Понятие социальной связи, учреждаемой посредством пустого жеста, позволяет нам явно определить фигуру социопата. Социопат не способен понять того, что “большинство человеческих действий … совершаются ради самого взаимодействия” 3. Другими словами, социопат использует язык парадоксально стандартным и практичным образом, в его представлении язык является неким инструментом коммуникации, знаками, несущими значение. Он пользуется языком, но не захвачен им, он лишен восприимчивости к его перформативному измерению. Именно этим и определяется отношение социопата к морали. Хотя социопат и может понять регулирующие общественное взаимодействие моральные принципы, и даже следовать им до тех пор, пока это соответствует его интересам, ему, при этом, не достаёт этого “внутреннего ощущения” хорошего и неправильного, представлений о том, что кто-то просто не может совершить некоторые действия, независимо от внешних социальных правил. Другими словами, социопат, в действительности, практикует мораль в том виде, в котором её определяет утилитаризм, согласно которому моральность устанавливает нормы поведения, к которым мы адаптируемся исходя из разумного расчёта собственных интересов (в конечном счёте, нам выгодно способствовать наслаждению максимально возможного числа людей). Для социопата мораль является теорией, которую он изучает и которой следует, но не чем-то таким, с чем он основательно себя идентифицирует. Злой поступок не вызывает у него чувства вины, он оказывается лишь ошибкой в расчётах.
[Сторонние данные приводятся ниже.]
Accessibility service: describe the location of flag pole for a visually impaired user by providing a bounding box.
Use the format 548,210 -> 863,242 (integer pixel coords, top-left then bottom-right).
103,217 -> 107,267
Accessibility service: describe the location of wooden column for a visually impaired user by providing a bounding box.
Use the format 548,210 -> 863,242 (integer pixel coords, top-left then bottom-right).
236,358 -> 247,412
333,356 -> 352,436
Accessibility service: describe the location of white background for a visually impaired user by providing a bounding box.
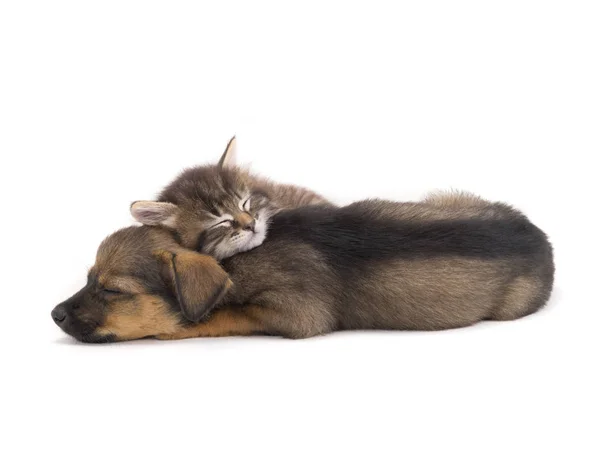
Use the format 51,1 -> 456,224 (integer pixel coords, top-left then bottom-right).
1,1 -> 598,453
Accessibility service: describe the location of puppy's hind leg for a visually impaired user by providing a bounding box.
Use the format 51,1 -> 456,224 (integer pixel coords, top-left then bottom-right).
489,276 -> 549,321
248,292 -> 336,339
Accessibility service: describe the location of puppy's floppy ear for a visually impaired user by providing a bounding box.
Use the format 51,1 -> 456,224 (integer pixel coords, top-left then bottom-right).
131,201 -> 179,228
156,250 -> 232,323
217,135 -> 237,169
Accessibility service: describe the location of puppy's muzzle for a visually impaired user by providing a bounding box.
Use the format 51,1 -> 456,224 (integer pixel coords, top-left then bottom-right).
51,290 -> 114,343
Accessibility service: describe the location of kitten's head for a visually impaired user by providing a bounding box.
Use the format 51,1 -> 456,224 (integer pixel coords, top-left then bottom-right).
131,137 -> 274,260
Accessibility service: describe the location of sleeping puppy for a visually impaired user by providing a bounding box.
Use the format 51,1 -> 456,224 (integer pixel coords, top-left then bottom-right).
51,194 -> 554,342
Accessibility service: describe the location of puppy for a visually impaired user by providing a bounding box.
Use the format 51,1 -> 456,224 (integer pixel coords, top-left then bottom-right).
51,194 -> 554,342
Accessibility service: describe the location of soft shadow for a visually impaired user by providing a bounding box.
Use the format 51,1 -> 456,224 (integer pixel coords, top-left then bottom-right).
53,336 -> 81,345
51,333 -> 287,347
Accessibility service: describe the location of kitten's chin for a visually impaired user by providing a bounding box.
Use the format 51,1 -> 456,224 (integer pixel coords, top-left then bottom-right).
238,227 -> 267,254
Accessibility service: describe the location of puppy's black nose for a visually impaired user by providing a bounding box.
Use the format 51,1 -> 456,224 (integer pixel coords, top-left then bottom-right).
51,306 -> 67,325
Ввиду наличия этого перформативного измерения, каждый выбор с которым мы сталкиваемся в языке, является мета-выбором, то есть выбором выбора, то есть таким выбором, который влияющим на и определяет исходные координаты моих предпочтений. Давайте обратимся к некой повседневной ситуации, в которой мой (сексуальный, политический или финансовый) партнёр ожидает от меня согласия в неком вопросе. Он мне просто говорит: “Я действительно люблю тебя. Если мы придём туда вместе, я буду тебе обязан всем. Но если ты откажешься от этого, я потеряю над собой контроль и превращу твою жизнь в кошмар!” Ловушка состоит в том, что мне не предлагают четкого выбора, так как вторая часть высказывания отменяет первую, ведь человек, обещающий разрушить меня в ответ на мой отказ, не может любить меня и способствовать моему счастью, как он утверждает в первой части своего высказывания. Реальность этого выбора противоречит его предложениям: ненависть или, по крайней мере, холодное расчетливое равнодушие в отношении меня лежат в обоих частях его высказывания. Существует также и другой симметричный лицемерный вариант: “Я люблю тебя и приму любое твоё решение, и потому даже если твой отказ разрушит меня (и ты знаешь, что так будет), я приму любой твой выбор, и не обращай внимание на то, как это может повлиять на меня”. Манипулятивная ложь этого высказывания использует “честную” возможность отказаться для дополнительного давления на то, что бы я согласился, ведь “как ты можешь мне отказать, если я так сильно тебя люблю?”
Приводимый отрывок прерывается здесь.